# Understanding the `numpy.ndarray` internals

In [1]:
import numpy as np

In [2]:
x = np.array([[0, 1, 2, 3],[4, 5, 6, 7], [8, 9, 10, 11], [12, 13, 14, 15]], dtype=np.int8)
x

array([[ 0,  1,  2,  3],
       [ 4,  5,  6,  7],
       [ 8,  9, 10, 11],
       [12, 13, 14, 15]], dtype=int8)

In [3]:
x.strides

(4, 1)

In [4]:
y = np.array([[0, 1, 2, 3],[4, 5, 6, 7], [8, 9, 10, 11], [12, 13, 14, 15]], dtype=np.int16, order='F')
y.strides

(2, 8)

<mark>Easy way to calculate the strides (in bytes) for each array</mark>

* For row major order (C convention):
  
  $s_i = b_{el}\cdot\prod_{j=i+1}^{N-1} d_j$

* For column major order (Fortran convention):

  $s_i = b_{el}\cdot\prod_{j=0}^{i-1} d_j$

where $s_i$ is the stride for dimention $i$, $b_{el}$ are the number of bytes of an array element and $d_j$ the number of elements of dimension $j$ .

***
### 1. Understanding strides
<mark>Question</mark>: Determine the strides for the following arrays. Check your answer with `x.strides`.

In [10]:
# 1.1
y = x.reshape((2, 8))
y

# my guess: (4,1)
print(x.strides)

(4, 1)


In [11]:
# 1.2
z = x.reshape((1, 16))
z

# my guess: (16,1)
print(z.strides)

(16, 1)


In [12]:
# 1.3
a = np.array([[0, 1, 2, 3],[4, 5, 6, 7],[8, 9, 10, 11], [12, 13, 14, 15]], dtype=np.int16)
a

# my guess: (8,2)
print(a.strides)

(8, 2)


***
### 2. Metadata modification vs copying the data buffer

<mark>Question</mark>: How do you explain the next result? Is the result the same when using `x.flatten()` instead of `x.ravel()`?

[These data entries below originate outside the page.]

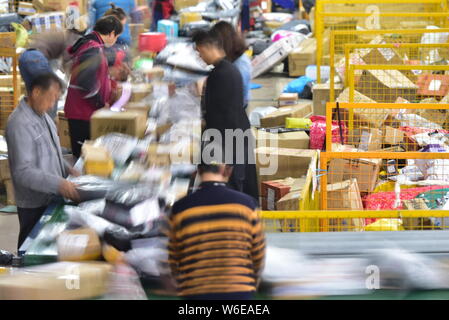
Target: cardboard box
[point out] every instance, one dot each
(289, 202)
(300, 58)
(10, 196)
(181, 4)
(321, 96)
(62, 5)
(57, 281)
(131, 123)
(273, 191)
(288, 99)
(164, 155)
(344, 196)
(79, 245)
(140, 92)
(54, 21)
(280, 163)
(358, 97)
(386, 86)
(97, 161)
(433, 85)
(366, 139)
(366, 171)
(63, 132)
(289, 140)
(138, 107)
(277, 118)
(274, 54)
(393, 136)
(26, 9)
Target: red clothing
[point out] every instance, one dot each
(90, 86)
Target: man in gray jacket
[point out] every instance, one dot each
(37, 166)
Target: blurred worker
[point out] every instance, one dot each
(38, 169)
(161, 9)
(90, 85)
(216, 242)
(234, 45)
(45, 51)
(98, 9)
(223, 111)
(118, 55)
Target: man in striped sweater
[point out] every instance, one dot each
(217, 245)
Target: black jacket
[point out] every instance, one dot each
(223, 99)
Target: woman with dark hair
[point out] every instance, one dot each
(122, 8)
(235, 47)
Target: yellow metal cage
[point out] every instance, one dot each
(10, 86)
(397, 83)
(337, 220)
(389, 53)
(385, 38)
(387, 127)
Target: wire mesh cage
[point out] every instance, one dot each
(387, 127)
(392, 47)
(397, 83)
(384, 182)
(356, 220)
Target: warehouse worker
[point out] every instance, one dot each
(46, 50)
(216, 241)
(234, 46)
(38, 169)
(223, 111)
(90, 86)
(99, 8)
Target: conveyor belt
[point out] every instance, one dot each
(433, 242)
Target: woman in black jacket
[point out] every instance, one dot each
(224, 112)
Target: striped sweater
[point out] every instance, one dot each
(217, 244)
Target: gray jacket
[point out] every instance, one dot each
(35, 157)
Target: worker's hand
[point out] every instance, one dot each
(68, 190)
(74, 173)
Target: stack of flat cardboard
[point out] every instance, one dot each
(277, 118)
(301, 57)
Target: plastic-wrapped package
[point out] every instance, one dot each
(182, 55)
(183, 130)
(133, 172)
(149, 256)
(118, 237)
(83, 218)
(6, 258)
(387, 200)
(132, 194)
(318, 132)
(413, 120)
(409, 271)
(124, 284)
(258, 113)
(120, 146)
(132, 216)
(92, 187)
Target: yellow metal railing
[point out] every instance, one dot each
(393, 36)
(337, 221)
(386, 53)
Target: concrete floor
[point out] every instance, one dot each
(272, 85)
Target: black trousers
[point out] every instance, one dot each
(79, 131)
(27, 220)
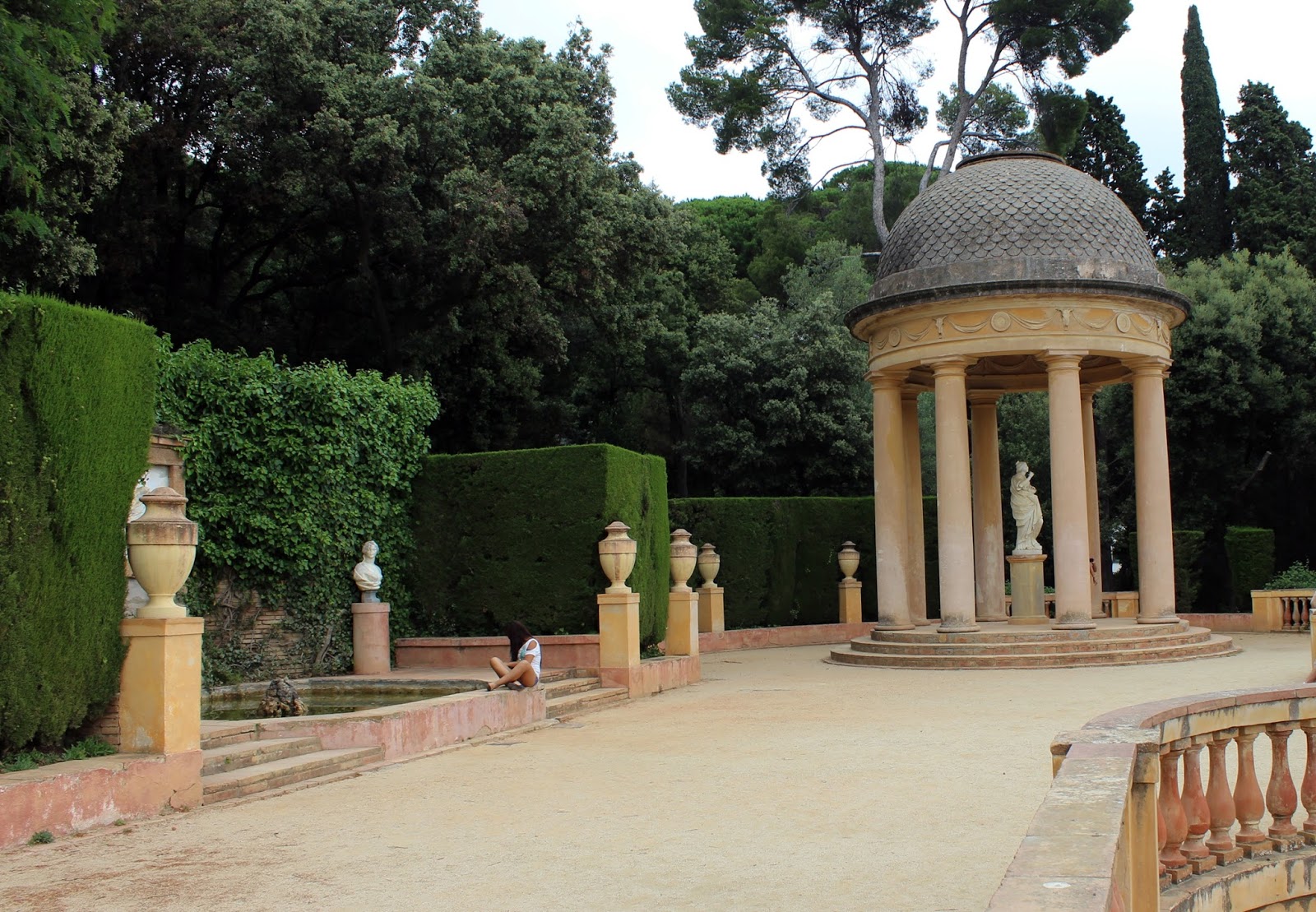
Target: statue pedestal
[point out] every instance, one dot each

> Note: Both `flatten()` and `ravel()` return a flattend version of an array.

In [13]:
x = np.arange(5)
print('x =', x)

y = x.ravel()  #  assign to y a flattened version the array x
y[0] = 5       #  change the first element of the array y

print('\nx =', x)

x = [0 1 2 3 4]

x = [5 1 2 3 4]


<mark>Question</mark>: The next three cells do the same two operations: transposing a matrix and flattening it. How do you explain the difference in execution time?

In [14]:
x = np.random.rand(5000, 5000)

In [19]:
%%timeit
# 2.1
# x.T
x.ravel()

126 ns ± 0.495 ns per loop (mean ± std. dev. of 7 runs, 10,000,000 loops each)


In [20]:
%%timeit
# 2.2
# x.T
x.T.flatten() # creates a copy

414 ms ± 340 µs per loop (mean ± std. dev. of 7 runs, 1 loop each)


In [21]:
%%timeit
# 2.3
x.T.ravel()

414 ms ± 183 µs per loop (mean ± std. dev. of 7 runs, 1 loop each)


<mark>Answer</mark>: `ravel` doesn't change the memory, `flatten` does. However, on the third example, the `ravel` of the transpose can't be expressed only by changing the metadata. As a result, `ravel` creates a new data buffer.